The above two paragraphs discuss that the risks related to research and development expenditures cause uncertainty as to the realization of the future benefits; however, the Company’s contracts with the laboratories contain certainty that the Company will either receive the future benefits from the known medical formulas, because the SFDA issues the production approvals, or the laboratories must refund the payments to the Company. Therefore the existence of the refund right changes the proper accounting treatment from expensing the payments as research and development costs to recognizing an advance or a loan to the laboratories. Then when the production approval for the medical formula is issued, the advance is appropriately reclassified to an intangible asset, as it qualifies as an intangible asset at that date under ASC 350, and the cost of the intangible asset is amortized over its estimated useful live under the guidance of ASC 350.
Expensing the payments as research and development costs and recognizing a gain if a laboratory must refund the payments is not an acceptable accounting treatment for refundable payments for goods or services. For example, advances to a supplier toward the purchase of inventory do not result in the recognition of a gain if the supplier fails to deliver the product. Instead, the payments are recognized as advances, the inventory is recognized when received, and the advances are reduced if the supplier fails to deliver the product and refunds the payments. See ACS 310 and 330.

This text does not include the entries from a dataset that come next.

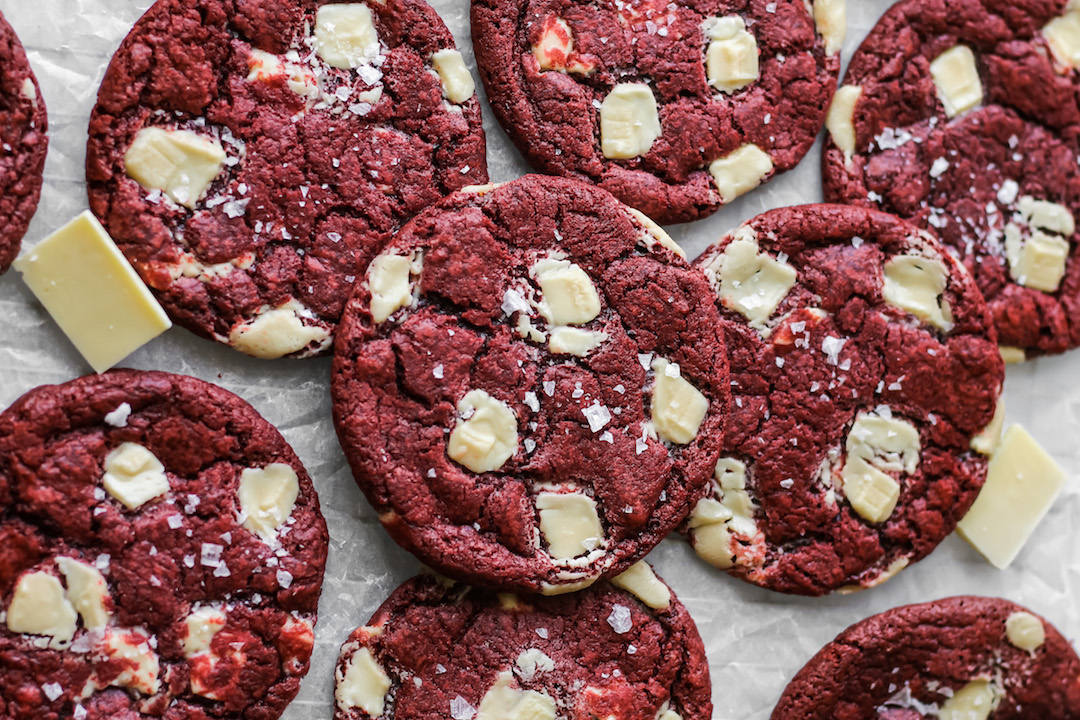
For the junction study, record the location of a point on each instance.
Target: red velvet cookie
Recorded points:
(161, 553)
(962, 657)
(437, 650)
(864, 370)
(962, 116)
(526, 385)
(24, 143)
(250, 158)
(676, 108)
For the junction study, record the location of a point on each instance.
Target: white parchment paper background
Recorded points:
(756, 639)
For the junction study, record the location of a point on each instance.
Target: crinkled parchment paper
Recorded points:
(756, 639)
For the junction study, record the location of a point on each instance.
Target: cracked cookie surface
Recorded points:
(251, 158)
(865, 379)
(526, 385)
(437, 650)
(972, 657)
(675, 108)
(162, 553)
(24, 143)
(962, 116)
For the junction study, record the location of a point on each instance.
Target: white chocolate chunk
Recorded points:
(1038, 261)
(721, 527)
(363, 684)
(345, 35)
(640, 581)
(389, 279)
(915, 283)
(534, 662)
(92, 291)
(265, 66)
(751, 282)
(841, 119)
(1025, 632)
(630, 121)
(86, 592)
(732, 58)
(505, 702)
(1063, 37)
(458, 84)
(569, 524)
(987, 440)
(1022, 484)
(576, 341)
(486, 436)
(831, 16)
(139, 661)
(134, 475)
(740, 172)
(39, 607)
(678, 408)
(267, 498)
(278, 331)
(975, 701)
(178, 162)
(877, 444)
(655, 234)
(202, 625)
(956, 77)
(569, 296)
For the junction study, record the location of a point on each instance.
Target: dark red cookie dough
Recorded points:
(450, 651)
(845, 398)
(968, 175)
(24, 143)
(472, 336)
(553, 116)
(323, 163)
(184, 554)
(912, 662)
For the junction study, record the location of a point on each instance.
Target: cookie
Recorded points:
(161, 553)
(960, 116)
(24, 143)
(970, 657)
(526, 385)
(675, 108)
(866, 379)
(250, 159)
(436, 650)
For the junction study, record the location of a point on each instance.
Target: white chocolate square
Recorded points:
(458, 84)
(278, 331)
(732, 57)
(267, 498)
(486, 435)
(678, 408)
(134, 475)
(569, 524)
(39, 607)
(840, 120)
(569, 296)
(345, 35)
(630, 121)
(363, 683)
(178, 162)
(1022, 484)
(94, 295)
(740, 172)
(956, 77)
(752, 283)
(915, 284)
(831, 16)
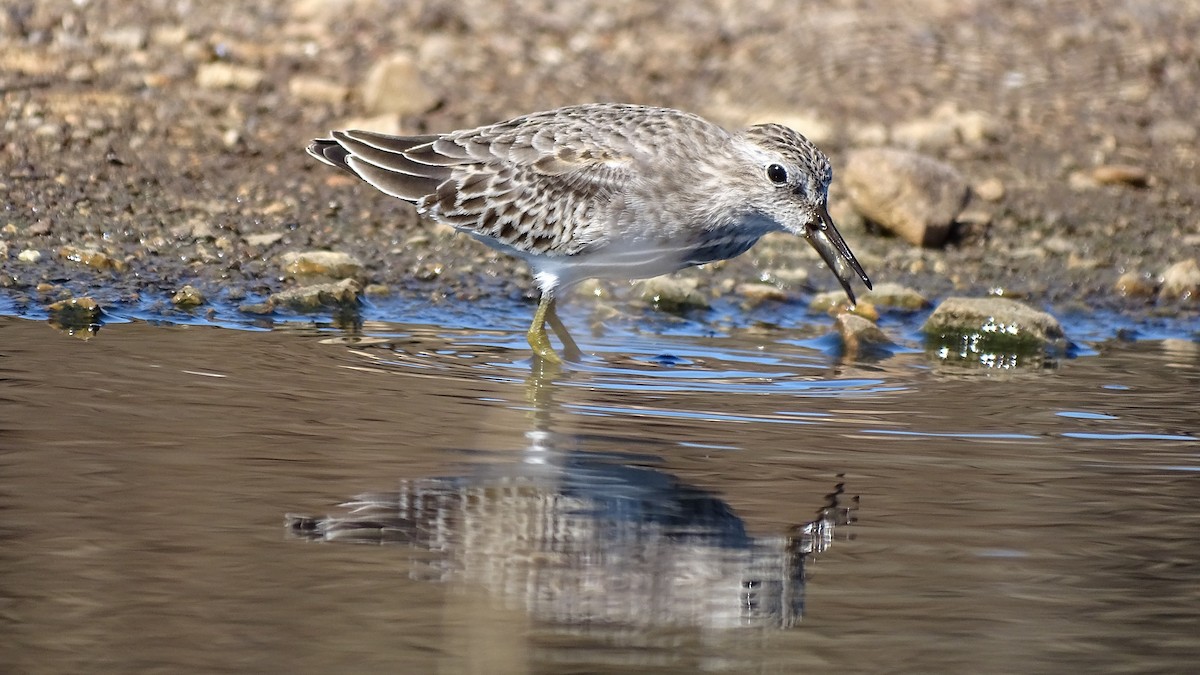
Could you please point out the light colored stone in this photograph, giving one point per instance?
(889, 294)
(1181, 280)
(331, 264)
(228, 76)
(990, 190)
(759, 293)
(1173, 132)
(834, 303)
(915, 196)
(93, 258)
(317, 90)
(1121, 174)
(1133, 285)
(861, 336)
(395, 85)
(263, 239)
(993, 323)
(673, 294)
(343, 294)
(187, 297)
(930, 135)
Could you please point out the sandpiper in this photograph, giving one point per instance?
(606, 190)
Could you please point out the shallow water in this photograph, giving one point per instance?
(731, 501)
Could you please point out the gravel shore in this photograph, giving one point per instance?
(150, 145)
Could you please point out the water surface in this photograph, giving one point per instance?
(413, 497)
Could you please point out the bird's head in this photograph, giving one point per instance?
(791, 180)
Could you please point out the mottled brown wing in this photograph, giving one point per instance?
(529, 185)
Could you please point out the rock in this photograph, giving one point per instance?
(187, 297)
(93, 258)
(911, 195)
(317, 90)
(228, 76)
(1181, 280)
(948, 127)
(990, 190)
(257, 309)
(395, 85)
(129, 39)
(834, 303)
(1121, 174)
(991, 324)
(672, 294)
(76, 314)
(385, 123)
(861, 336)
(343, 294)
(889, 294)
(1173, 132)
(263, 239)
(928, 135)
(759, 293)
(329, 264)
(1133, 285)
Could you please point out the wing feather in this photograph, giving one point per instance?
(539, 184)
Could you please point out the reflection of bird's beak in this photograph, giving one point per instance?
(823, 236)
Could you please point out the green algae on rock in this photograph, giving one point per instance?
(991, 329)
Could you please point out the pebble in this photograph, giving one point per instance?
(317, 90)
(1133, 285)
(994, 324)
(75, 314)
(395, 85)
(187, 297)
(759, 293)
(330, 264)
(990, 190)
(228, 76)
(1181, 280)
(672, 294)
(861, 336)
(317, 297)
(894, 296)
(93, 258)
(1121, 174)
(915, 196)
(263, 239)
(834, 303)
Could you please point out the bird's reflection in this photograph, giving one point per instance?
(580, 537)
(585, 539)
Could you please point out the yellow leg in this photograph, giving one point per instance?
(538, 339)
(570, 350)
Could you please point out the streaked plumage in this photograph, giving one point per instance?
(606, 190)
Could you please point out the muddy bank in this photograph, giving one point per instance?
(149, 145)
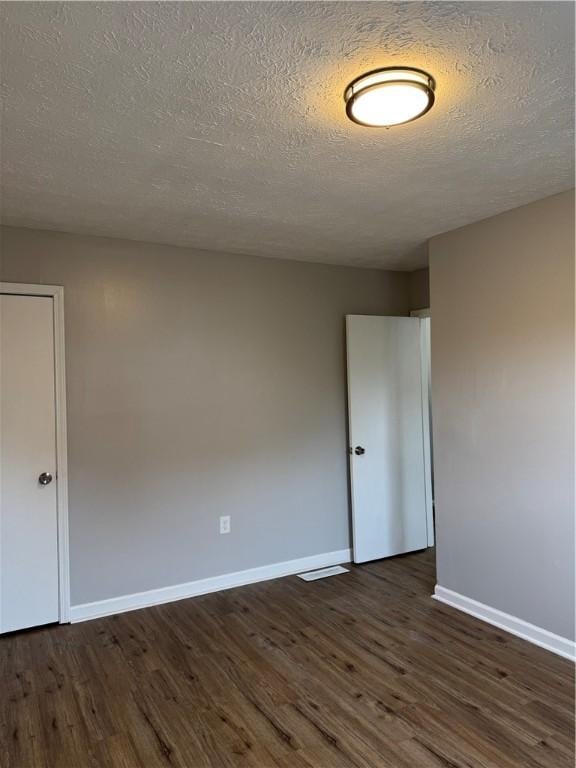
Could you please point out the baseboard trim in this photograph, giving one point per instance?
(530, 632)
(133, 602)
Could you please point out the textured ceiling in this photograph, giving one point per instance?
(221, 124)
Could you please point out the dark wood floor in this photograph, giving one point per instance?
(361, 670)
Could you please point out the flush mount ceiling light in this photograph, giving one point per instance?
(389, 96)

ACS 310-10-25 discusses guidance for determining whether a lender should account for an acquisition, development, and construction arrangement as a loan or as an investment in real estate or a joint venture. That guidance indicates that if the lender is expected to receive over 50 percent of the expected residual profit from the project, the lender should account for income or loss from the arrangement as a real estate investment and indicates that the arrangement should be recognized as a loan if the lender is expected to receive 50 percent or less of the expected residual profit from the project. In applying that guidance to the payments to the laboratories, the Company does not have a risk or a reward if the production approval is not given by the SFDA. The Company is indifferent because of the refund right. Therefore this guidance would support recognizing the payments as an advance rather than as research and development costs.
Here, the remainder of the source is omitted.